2001 detainees
Detainees in orange jumpsuits sit in a holding area at Camp X-Ray inside Naval Base Guantanamo Bay, 2002 Reuters

The number of people held in Guantanamo Bay has dropped to below 100 for the first time after the US government transferred 10 inmates to Oman for resettlement. The Department of Defense confirmed the release of the prisoners previously held in the detention facility in Cuba, bringing the total number still inside to 93, the lowest its been since it since it opened in January 2002

The department announced the transfer of Fahed Abdullah Ahmad Ghazi, Samir Naji al-Hasan Muqbil, Adham Mohamed Ali Awad, Mukhtar Yahya Naji al-Warafi, Abu Bakr Ibn Muhammad al-Ahdal, Muhammad Salih Husayn al-Shaykh, Muhammad Said Salim Bin Salman, Said Muhammad Salih Hatim, Umar Said Salim al-Dini, and Fahmi Abdallah Ahmad Ubadi al-Tulaqi from Guantanamo following a security review.

The US thanked Oman for its for its "humanitarian gesture and willingness to support ongoing US efforts" to close the detention facility by offering to take the prisoners. The Department of Defense added in a statement: "The United States coordinated with the Government of Oman to ensure these transfers took place consistent with appropriate security and humane treatment measures."

The US said it hopes to release nearly 40 cleared Guantanamo prisoners by the summer 2016. At its peak in 2003, Guantanamo held nearly 680 prisoners.

One of the 10 – Samir Naji Moqbel – was one of the first prisoners to be sent to the site in January 2002 and was first cleared for release in 2009. In April 2013, he wrote an article for the New York Times entitled Gitmo is Killing Me highlighting the hunger strike inmates staged in protest at being held with being charged for any crime. The piece also shed light on the forced-feeding tactics inside the camp.

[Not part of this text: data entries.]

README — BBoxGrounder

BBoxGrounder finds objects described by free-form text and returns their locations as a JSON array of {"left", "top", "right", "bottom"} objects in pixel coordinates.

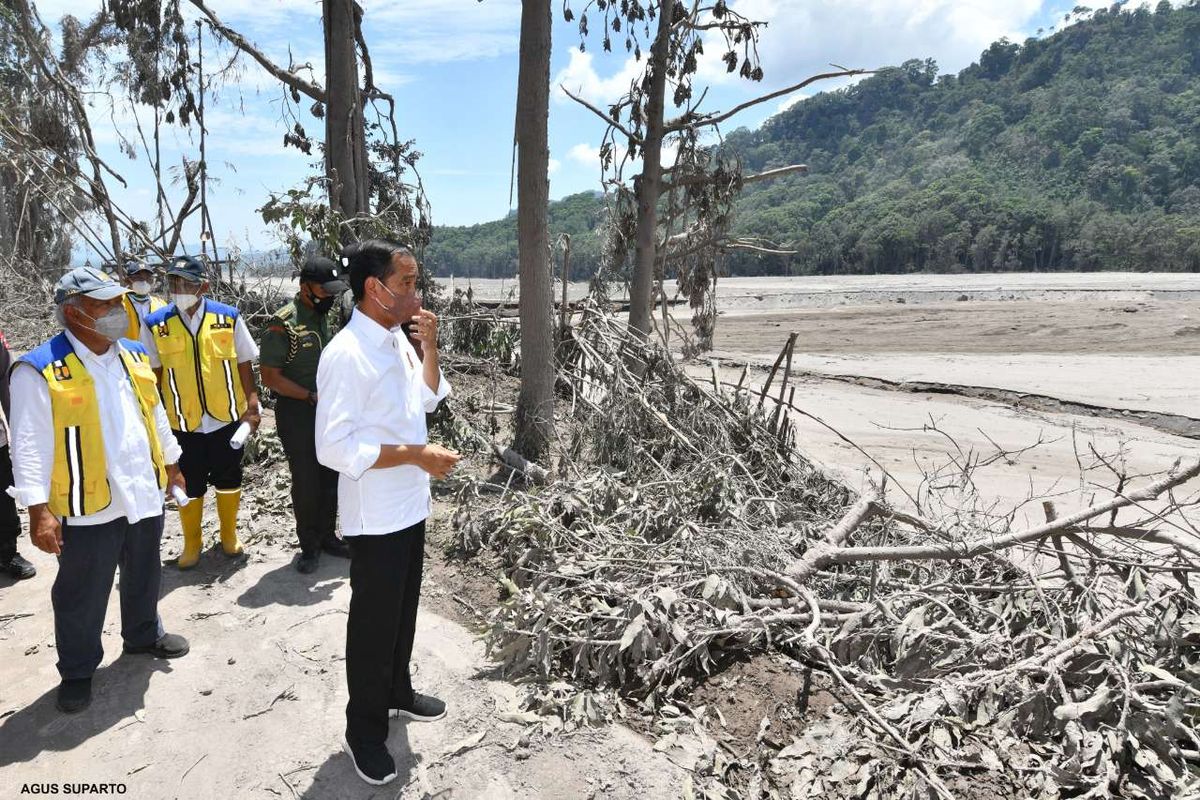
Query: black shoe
[
  {"left": 0, "top": 552, "right": 36, "bottom": 580},
  {"left": 389, "top": 692, "right": 446, "bottom": 722},
  {"left": 321, "top": 538, "right": 351, "bottom": 559},
  {"left": 342, "top": 734, "right": 397, "bottom": 785},
  {"left": 123, "top": 632, "right": 190, "bottom": 658},
  {"left": 296, "top": 551, "right": 320, "bottom": 574},
  {"left": 56, "top": 678, "right": 92, "bottom": 714}
]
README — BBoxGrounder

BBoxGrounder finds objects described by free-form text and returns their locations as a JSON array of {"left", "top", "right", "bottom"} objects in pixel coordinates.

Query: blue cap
[
  {"left": 54, "top": 267, "right": 128, "bottom": 305},
  {"left": 165, "top": 255, "right": 206, "bottom": 282},
  {"left": 124, "top": 257, "right": 156, "bottom": 276}
]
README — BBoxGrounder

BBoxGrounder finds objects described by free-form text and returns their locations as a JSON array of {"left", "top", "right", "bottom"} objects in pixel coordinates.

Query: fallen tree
[{"left": 451, "top": 304, "right": 1200, "bottom": 799}]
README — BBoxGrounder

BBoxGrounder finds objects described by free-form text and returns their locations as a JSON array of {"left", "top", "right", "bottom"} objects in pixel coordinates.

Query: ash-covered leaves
[{"left": 449, "top": 308, "right": 1200, "bottom": 798}]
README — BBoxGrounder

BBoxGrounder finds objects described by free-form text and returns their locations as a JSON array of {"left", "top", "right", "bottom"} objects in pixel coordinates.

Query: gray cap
[{"left": 54, "top": 267, "right": 128, "bottom": 305}]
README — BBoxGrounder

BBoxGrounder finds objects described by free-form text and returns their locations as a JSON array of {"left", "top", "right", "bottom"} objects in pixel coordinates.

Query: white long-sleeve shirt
[
  {"left": 8, "top": 330, "right": 182, "bottom": 526},
  {"left": 139, "top": 297, "right": 259, "bottom": 434},
  {"left": 315, "top": 308, "right": 450, "bottom": 536}
]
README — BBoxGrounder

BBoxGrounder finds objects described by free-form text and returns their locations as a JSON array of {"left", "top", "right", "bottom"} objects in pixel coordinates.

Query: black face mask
[{"left": 307, "top": 287, "right": 335, "bottom": 314}]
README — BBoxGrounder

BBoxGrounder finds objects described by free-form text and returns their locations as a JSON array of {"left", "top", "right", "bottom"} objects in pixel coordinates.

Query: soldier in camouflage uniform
[{"left": 260, "top": 255, "right": 350, "bottom": 573}]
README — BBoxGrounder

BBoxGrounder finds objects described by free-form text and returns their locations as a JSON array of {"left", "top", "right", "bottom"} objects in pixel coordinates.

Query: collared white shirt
[
  {"left": 128, "top": 294, "right": 156, "bottom": 329},
  {"left": 315, "top": 308, "right": 450, "bottom": 536},
  {"left": 139, "top": 297, "right": 259, "bottom": 434},
  {"left": 8, "top": 330, "right": 183, "bottom": 526}
]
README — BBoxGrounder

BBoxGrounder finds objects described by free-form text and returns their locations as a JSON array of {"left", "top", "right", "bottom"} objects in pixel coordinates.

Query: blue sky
[{"left": 29, "top": 0, "right": 1127, "bottom": 256}]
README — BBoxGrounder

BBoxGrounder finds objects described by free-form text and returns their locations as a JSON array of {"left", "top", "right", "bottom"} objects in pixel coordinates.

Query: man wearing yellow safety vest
[
  {"left": 140, "top": 255, "right": 261, "bottom": 569},
  {"left": 9, "top": 267, "right": 191, "bottom": 714},
  {"left": 119, "top": 257, "right": 167, "bottom": 341}
]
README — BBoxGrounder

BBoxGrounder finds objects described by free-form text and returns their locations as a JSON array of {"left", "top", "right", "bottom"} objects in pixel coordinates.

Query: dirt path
[{"left": 0, "top": 513, "right": 682, "bottom": 799}]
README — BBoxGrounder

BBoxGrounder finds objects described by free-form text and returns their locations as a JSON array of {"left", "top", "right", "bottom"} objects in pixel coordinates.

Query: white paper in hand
[
  {"left": 171, "top": 485, "right": 192, "bottom": 507},
  {"left": 229, "top": 421, "right": 252, "bottom": 450}
]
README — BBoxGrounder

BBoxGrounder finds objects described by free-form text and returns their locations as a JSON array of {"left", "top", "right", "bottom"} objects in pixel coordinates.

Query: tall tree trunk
[
  {"left": 627, "top": 4, "right": 674, "bottom": 341},
  {"left": 322, "top": 0, "right": 369, "bottom": 217},
  {"left": 513, "top": 0, "right": 555, "bottom": 461}
]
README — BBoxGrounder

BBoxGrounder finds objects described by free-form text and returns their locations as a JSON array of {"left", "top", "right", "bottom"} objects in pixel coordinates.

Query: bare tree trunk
[
  {"left": 627, "top": 5, "right": 673, "bottom": 341},
  {"left": 322, "top": 0, "right": 369, "bottom": 217},
  {"left": 513, "top": 0, "right": 555, "bottom": 461}
]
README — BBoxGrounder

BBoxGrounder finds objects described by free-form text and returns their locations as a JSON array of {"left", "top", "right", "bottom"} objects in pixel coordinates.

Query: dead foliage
[{"left": 449, "top": 302, "right": 1200, "bottom": 800}]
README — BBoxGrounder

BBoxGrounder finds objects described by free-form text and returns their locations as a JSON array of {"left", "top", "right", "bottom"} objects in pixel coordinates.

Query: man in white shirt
[
  {"left": 141, "top": 255, "right": 261, "bottom": 568},
  {"left": 0, "top": 330, "right": 36, "bottom": 580},
  {"left": 315, "top": 240, "right": 460, "bottom": 786},
  {"left": 9, "top": 267, "right": 190, "bottom": 714}
]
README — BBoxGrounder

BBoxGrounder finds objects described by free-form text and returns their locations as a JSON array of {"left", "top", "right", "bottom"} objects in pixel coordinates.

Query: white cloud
[
  {"left": 553, "top": 49, "right": 644, "bottom": 105},
  {"left": 564, "top": 139, "right": 679, "bottom": 173},
  {"left": 567, "top": 143, "right": 601, "bottom": 166},
  {"left": 696, "top": 0, "right": 1046, "bottom": 89},
  {"left": 548, "top": 158, "right": 561, "bottom": 174}
]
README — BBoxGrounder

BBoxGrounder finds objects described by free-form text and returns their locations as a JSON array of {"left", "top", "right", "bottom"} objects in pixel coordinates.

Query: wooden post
[
  {"left": 758, "top": 332, "right": 798, "bottom": 412},
  {"left": 771, "top": 335, "right": 797, "bottom": 431}
]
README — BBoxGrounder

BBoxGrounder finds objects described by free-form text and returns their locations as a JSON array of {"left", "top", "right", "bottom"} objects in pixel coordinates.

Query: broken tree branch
[{"left": 188, "top": 0, "right": 326, "bottom": 103}]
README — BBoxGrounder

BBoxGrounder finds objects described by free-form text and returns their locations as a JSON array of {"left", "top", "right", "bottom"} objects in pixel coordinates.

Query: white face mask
[
  {"left": 131, "top": 280, "right": 153, "bottom": 295},
  {"left": 76, "top": 306, "right": 128, "bottom": 342},
  {"left": 172, "top": 292, "right": 200, "bottom": 313}
]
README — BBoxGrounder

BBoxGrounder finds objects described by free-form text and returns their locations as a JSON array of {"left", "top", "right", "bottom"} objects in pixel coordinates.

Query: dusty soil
[
  {"left": 713, "top": 298, "right": 1200, "bottom": 356},
  {"left": 688, "top": 654, "right": 839, "bottom": 750},
  {"left": 441, "top": 272, "right": 1200, "bottom": 308},
  {"left": 0, "top": 512, "right": 684, "bottom": 799},
  {"left": 697, "top": 366, "right": 1200, "bottom": 525}
]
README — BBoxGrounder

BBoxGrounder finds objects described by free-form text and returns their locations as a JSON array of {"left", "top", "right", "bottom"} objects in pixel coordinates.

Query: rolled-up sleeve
[
  {"left": 421, "top": 369, "right": 451, "bottom": 413},
  {"left": 8, "top": 364, "right": 53, "bottom": 507},
  {"left": 233, "top": 316, "right": 259, "bottom": 363},
  {"left": 315, "top": 347, "right": 379, "bottom": 481}
]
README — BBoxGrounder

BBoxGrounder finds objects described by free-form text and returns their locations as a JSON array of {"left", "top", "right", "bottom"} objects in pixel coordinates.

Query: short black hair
[{"left": 344, "top": 239, "right": 414, "bottom": 302}]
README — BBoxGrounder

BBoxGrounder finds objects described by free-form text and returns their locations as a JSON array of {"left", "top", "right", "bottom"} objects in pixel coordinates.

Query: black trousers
[
  {"left": 275, "top": 398, "right": 338, "bottom": 555},
  {"left": 345, "top": 521, "right": 426, "bottom": 746},
  {"left": 176, "top": 421, "right": 244, "bottom": 498},
  {"left": 0, "top": 445, "right": 20, "bottom": 560},
  {"left": 53, "top": 515, "right": 165, "bottom": 679}
]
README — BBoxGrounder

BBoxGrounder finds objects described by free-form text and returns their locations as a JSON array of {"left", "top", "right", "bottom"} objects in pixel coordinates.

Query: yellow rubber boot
[
  {"left": 177, "top": 498, "right": 204, "bottom": 570},
  {"left": 216, "top": 488, "right": 244, "bottom": 557}
]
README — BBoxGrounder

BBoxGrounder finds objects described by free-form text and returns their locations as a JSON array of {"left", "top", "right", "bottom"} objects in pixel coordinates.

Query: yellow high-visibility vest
[
  {"left": 121, "top": 293, "right": 167, "bottom": 340},
  {"left": 144, "top": 300, "right": 246, "bottom": 432},
  {"left": 18, "top": 334, "right": 167, "bottom": 518}
]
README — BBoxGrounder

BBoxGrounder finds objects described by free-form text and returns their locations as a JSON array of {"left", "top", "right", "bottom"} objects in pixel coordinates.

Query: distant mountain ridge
[{"left": 424, "top": 2, "right": 1200, "bottom": 278}]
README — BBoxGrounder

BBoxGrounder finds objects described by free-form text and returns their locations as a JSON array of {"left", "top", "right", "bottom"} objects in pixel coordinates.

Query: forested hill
[{"left": 425, "top": 2, "right": 1200, "bottom": 279}]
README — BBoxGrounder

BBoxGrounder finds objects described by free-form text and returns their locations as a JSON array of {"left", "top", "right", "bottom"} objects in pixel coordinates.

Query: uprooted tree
[{"left": 560, "top": 0, "right": 867, "bottom": 350}]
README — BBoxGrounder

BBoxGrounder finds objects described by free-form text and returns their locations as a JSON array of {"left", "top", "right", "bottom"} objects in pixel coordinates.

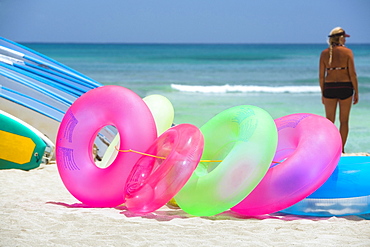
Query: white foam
[{"left": 171, "top": 84, "right": 321, "bottom": 94}]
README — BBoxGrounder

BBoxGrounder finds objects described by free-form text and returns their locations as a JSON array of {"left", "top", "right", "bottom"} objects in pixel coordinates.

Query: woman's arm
[
  {"left": 319, "top": 51, "right": 326, "bottom": 103},
  {"left": 348, "top": 50, "right": 359, "bottom": 104}
]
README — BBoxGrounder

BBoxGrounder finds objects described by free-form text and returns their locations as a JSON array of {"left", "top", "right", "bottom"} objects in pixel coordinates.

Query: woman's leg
[
  {"left": 323, "top": 97, "right": 338, "bottom": 123},
  {"left": 338, "top": 97, "right": 353, "bottom": 152}
]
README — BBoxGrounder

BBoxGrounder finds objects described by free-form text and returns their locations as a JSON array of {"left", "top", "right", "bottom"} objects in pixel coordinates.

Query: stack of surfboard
[{"left": 0, "top": 37, "right": 109, "bottom": 169}]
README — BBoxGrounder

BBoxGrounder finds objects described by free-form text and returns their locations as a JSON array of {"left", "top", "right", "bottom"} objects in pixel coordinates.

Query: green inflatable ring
[{"left": 174, "top": 105, "right": 278, "bottom": 216}]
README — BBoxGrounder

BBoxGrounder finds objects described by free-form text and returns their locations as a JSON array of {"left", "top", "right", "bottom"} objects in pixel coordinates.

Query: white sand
[{"left": 1, "top": 162, "right": 370, "bottom": 247}]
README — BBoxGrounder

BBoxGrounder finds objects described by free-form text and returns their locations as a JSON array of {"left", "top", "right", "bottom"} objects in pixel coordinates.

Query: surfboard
[
  {"left": 0, "top": 60, "right": 70, "bottom": 143},
  {"left": 280, "top": 156, "right": 370, "bottom": 216},
  {"left": 0, "top": 111, "right": 47, "bottom": 170},
  {"left": 0, "top": 37, "right": 122, "bottom": 160},
  {"left": 0, "top": 37, "right": 103, "bottom": 145},
  {"left": 0, "top": 110, "right": 55, "bottom": 163},
  {"left": 0, "top": 37, "right": 101, "bottom": 89}
]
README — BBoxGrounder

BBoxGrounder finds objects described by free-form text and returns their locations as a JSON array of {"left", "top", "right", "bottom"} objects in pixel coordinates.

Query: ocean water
[{"left": 25, "top": 43, "right": 370, "bottom": 153}]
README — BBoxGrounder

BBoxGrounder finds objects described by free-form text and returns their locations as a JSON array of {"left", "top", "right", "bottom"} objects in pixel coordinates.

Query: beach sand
[{"left": 1, "top": 159, "right": 370, "bottom": 247}]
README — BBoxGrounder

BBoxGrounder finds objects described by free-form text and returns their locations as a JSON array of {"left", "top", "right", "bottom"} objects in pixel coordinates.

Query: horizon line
[{"left": 17, "top": 41, "right": 370, "bottom": 45}]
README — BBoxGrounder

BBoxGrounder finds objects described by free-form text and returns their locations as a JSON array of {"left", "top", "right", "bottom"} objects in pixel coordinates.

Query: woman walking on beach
[{"left": 319, "top": 27, "right": 359, "bottom": 153}]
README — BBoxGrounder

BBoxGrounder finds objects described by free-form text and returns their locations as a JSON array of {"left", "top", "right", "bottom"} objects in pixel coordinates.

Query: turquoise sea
[{"left": 25, "top": 43, "right": 370, "bottom": 153}]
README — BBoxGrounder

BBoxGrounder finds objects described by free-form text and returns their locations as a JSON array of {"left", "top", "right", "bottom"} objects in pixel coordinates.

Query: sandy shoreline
[
  {"left": 1, "top": 157, "right": 370, "bottom": 246},
  {"left": 342, "top": 152, "right": 370, "bottom": 156}
]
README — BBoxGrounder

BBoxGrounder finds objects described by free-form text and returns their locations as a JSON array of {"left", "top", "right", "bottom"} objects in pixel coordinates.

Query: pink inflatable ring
[
  {"left": 56, "top": 86, "right": 156, "bottom": 207},
  {"left": 125, "top": 123, "right": 204, "bottom": 214},
  {"left": 232, "top": 113, "right": 342, "bottom": 215}
]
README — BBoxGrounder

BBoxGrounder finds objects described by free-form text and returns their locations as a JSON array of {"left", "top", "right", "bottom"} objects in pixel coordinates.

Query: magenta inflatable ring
[
  {"left": 56, "top": 86, "right": 156, "bottom": 207},
  {"left": 232, "top": 113, "right": 342, "bottom": 215}
]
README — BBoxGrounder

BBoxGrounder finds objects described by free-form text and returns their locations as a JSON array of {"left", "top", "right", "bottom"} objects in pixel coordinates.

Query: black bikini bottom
[{"left": 323, "top": 82, "right": 354, "bottom": 100}]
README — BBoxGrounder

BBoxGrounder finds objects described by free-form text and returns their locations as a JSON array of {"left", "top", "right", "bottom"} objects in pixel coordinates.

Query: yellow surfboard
[{"left": 0, "top": 111, "right": 46, "bottom": 170}]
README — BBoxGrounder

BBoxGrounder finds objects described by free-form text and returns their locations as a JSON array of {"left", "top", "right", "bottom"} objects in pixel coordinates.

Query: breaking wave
[{"left": 171, "top": 84, "right": 321, "bottom": 94}]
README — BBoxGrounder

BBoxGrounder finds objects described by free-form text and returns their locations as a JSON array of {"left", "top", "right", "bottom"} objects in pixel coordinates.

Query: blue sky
[{"left": 1, "top": 0, "right": 369, "bottom": 44}]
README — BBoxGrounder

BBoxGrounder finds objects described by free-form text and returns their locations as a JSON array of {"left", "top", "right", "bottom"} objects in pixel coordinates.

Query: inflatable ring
[
  {"left": 281, "top": 156, "right": 370, "bottom": 216},
  {"left": 143, "top": 94, "right": 174, "bottom": 136},
  {"left": 56, "top": 85, "right": 156, "bottom": 207},
  {"left": 232, "top": 113, "right": 342, "bottom": 215},
  {"left": 99, "top": 94, "right": 174, "bottom": 168},
  {"left": 125, "top": 124, "right": 204, "bottom": 214},
  {"left": 174, "top": 105, "right": 278, "bottom": 216}
]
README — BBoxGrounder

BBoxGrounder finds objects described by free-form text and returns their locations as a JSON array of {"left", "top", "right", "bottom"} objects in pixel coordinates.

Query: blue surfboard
[
  {"left": 0, "top": 37, "right": 102, "bottom": 142},
  {"left": 0, "top": 37, "right": 116, "bottom": 160},
  {"left": 281, "top": 156, "right": 370, "bottom": 216}
]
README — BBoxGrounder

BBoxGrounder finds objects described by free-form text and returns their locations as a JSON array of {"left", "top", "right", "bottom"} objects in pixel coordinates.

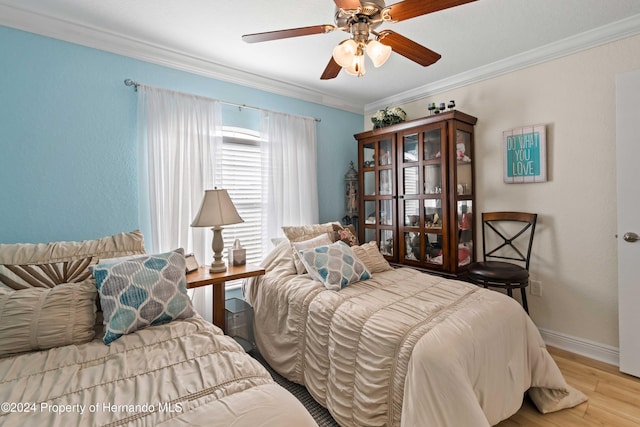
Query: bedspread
[
  {"left": 245, "top": 243, "right": 586, "bottom": 427},
  {"left": 0, "top": 316, "right": 317, "bottom": 427}
]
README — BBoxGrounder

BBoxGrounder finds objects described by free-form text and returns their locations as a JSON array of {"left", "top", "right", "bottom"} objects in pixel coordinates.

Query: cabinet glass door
[
  {"left": 424, "top": 199, "right": 443, "bottom": 266},
  {"left": 422, "top": 126, "right": 447, "bottom": 269},
  {"left": 454, "top": 127, "right": 474, "bottom": 268},
  {"left": 360, "top": 136, "right": 396, "bottom": 262},
  {"left": 455, "top": 130, "right": 472, "bottom": 196},
  {"left": 397, "top": 124, "right": 447, "bottom": 269},
  {"left": 457, "top": 200, "right": 473, "bottom": 266}
]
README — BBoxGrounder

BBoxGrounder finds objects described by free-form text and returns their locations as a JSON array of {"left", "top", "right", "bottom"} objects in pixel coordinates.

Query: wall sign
[{"left": 503, "top": 124, "right": 547, "bottom": 183}]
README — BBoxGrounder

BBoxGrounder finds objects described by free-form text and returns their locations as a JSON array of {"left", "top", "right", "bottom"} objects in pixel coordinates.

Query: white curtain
[
  {"left": 261, "top": 111, "right": 319, "bottom": 247},
  {"left": 137, "top": 88, "right": 318, "bottom": 317},
  {"left": 137, "top": 85, "right": 222, "bottom": 320}
]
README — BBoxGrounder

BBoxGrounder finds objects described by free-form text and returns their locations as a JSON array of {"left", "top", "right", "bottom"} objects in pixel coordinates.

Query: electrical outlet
[{"left": 530, "top": 280, "right": 542, "bottom": 296}]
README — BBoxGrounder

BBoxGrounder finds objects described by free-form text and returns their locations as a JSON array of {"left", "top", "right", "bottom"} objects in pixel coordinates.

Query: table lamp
[{"left": 191, "top": 188, "right": 244, "bottom": 273}]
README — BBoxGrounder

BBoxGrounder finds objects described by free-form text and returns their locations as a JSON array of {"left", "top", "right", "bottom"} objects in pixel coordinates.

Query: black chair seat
[{"left": 468, "top": 261, "right": 529, "bottom": 283}]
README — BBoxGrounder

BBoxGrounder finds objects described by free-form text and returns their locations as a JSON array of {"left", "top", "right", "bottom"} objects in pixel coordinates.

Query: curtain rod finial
[{"left": 124, "top": 79, "right": 139, "bottom": 91}]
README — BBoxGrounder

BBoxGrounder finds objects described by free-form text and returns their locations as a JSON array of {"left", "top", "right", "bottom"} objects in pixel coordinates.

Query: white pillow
[{"left": 291, "top": 233, "right": 333, "bottom": 274}]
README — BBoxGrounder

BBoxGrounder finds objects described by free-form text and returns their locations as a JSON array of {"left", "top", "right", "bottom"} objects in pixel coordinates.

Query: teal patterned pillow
[
  {"left": 89, "top": 248, "right": 195, "bottom": 344},
  {"left": 299, "top": 241, "right": 371, "bottom": 290}
]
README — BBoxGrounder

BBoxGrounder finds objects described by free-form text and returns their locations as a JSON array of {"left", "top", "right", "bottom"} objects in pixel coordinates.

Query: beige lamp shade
[
  {"left": 191, "top": 189, "right": 243, "bottom": 273},
  {"left": 191, "top": 189, "right": 243, "bottom": 227}
]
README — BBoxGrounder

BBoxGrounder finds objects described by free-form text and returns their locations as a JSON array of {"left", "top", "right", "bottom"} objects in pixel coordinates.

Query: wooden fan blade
[
  {"left": 386, "top": 0, "right": 476, "bottom": 22},
  {"left": 379, "top": 30, "right": 441, "bottom": 66},
  {"left": 321, "top": 57, "right": 342, "bottom": 80},
  {"left": 243, "top": 25, "right": 335, "bottom": 43},
  {"left": 334, "top": 0, "right": 362, "bottom": 10}
]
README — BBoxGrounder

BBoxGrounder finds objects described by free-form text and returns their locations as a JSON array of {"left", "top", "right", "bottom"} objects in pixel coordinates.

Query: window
[{"left": 219, "top": 127, "right": 264, "bottom": 287}]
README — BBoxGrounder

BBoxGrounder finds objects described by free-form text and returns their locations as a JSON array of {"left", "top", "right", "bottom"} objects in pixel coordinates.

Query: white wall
[{"left": 366, "top": 34, "right": 640, "bottom": 357}]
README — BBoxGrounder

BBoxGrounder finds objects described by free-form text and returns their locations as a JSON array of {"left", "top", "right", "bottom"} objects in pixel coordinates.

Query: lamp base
[
  {"left": 209, "top": 261, "right": 227, "bottom": 273},
  {"left": 209, "top": 226, "right": 227, "bottom": 273}
]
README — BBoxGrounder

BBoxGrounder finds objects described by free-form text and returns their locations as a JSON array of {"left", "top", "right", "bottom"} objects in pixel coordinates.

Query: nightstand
[{"left": 186, "top": 264, "right": 265, "bottom": 330}]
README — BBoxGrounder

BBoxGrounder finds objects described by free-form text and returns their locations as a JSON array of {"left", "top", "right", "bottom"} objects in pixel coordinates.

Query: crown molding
[
  {"left": 4, "top": 4, "right": 640, "bottom": 117},
  {"left": 0, "top": 4, "right": 364, "bottom": 114},
  {"left": 365, "top": 13, "right": 640, "bottom": 114}
]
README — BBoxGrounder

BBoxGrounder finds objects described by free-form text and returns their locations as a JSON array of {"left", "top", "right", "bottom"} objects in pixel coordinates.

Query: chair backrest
[{"left": 481, "top": 212, "right": 537, "bottom": 270}]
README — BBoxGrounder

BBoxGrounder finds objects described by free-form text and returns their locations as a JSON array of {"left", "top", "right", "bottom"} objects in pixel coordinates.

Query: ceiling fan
[{"left": 242, "top": 0, "right": 477, "bottom": 79}]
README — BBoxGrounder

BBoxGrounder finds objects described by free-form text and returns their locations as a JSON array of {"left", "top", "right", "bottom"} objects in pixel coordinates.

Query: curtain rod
[{"left": 124, "top": 79, "right": 321, "bottom": 123}]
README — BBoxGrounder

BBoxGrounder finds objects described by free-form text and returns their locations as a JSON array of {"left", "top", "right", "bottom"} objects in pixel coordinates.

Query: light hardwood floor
[{"left": 497, "top": 346, "right": 640, "bottom": 426}]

Following the prisoner's release Cori Crider, a lawyer for the men and strategic director at human rights group Reprieve, said: "Samir is a mild-mannered soul who was driven to hunger strike by sheer desperation, and he was gratified to know that his suffering forced the world to remember the immorality of Guantánamo.

"We are delighted that the Omani government has given him the chance to rebuild his life and, we hope, to reconnect with his family. But the abuses Samir exposed to the world continue to this day – and the force-feeding videotapes I've watched would make your blood run cold. That's why the Solicitor General ought to let Americans see the footage – the tapes make an exquisite case for why Guantánamo Bay has to close."